Are there any lakes south of Columbus that have good populations of yellow perch? I caught a few over the weekend at Rocky Fork, and it put me in the mood to fish for more of them.

I am taking a fishing trip to Lake Erie in August, but I'm hoping to catch enough for a sammich' before then 

Thanks


----------



## KWaller (Oct 3, 2010)

rocky fork is probably your best bet, they are in buckeye and they are BIG but they are hard to find

Outdoor Hub mobile, the outdoor information engine


----------



## terryit3 (Jul 15, 2011)

Any tips on catching them at Rocky? I caught mine using a white rooster tail in a shallow cove. I thought they would be in deep water this time of year.
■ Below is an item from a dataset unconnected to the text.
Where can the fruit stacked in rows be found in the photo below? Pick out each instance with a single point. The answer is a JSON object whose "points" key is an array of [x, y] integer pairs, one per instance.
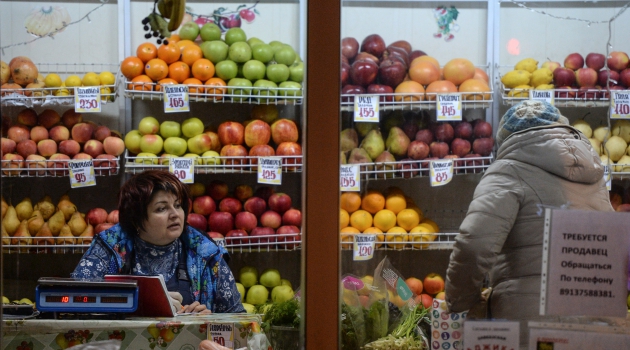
{"points": [[394, 218], [48, 140], [244, 214], [375, 68]]}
I've only ever fished for them in Erie 11 years ago, and I used a crappie spreader.


----------



## KWaller (Oct 3, 2010)

i had a crappie tourny there in April, we caught them on minnows spider rigging near the bottom, try the marina docks probably, especially the pilons holding it and fish around the deep docks on the lake

Outdoor Hub mobile, the outdoor information engine


----------



## terryit3 (Jul 15, 2011)

Awesome. Thanks for the tips. I live a few hours away from Rocky, so it may be a while before I can get there.


----------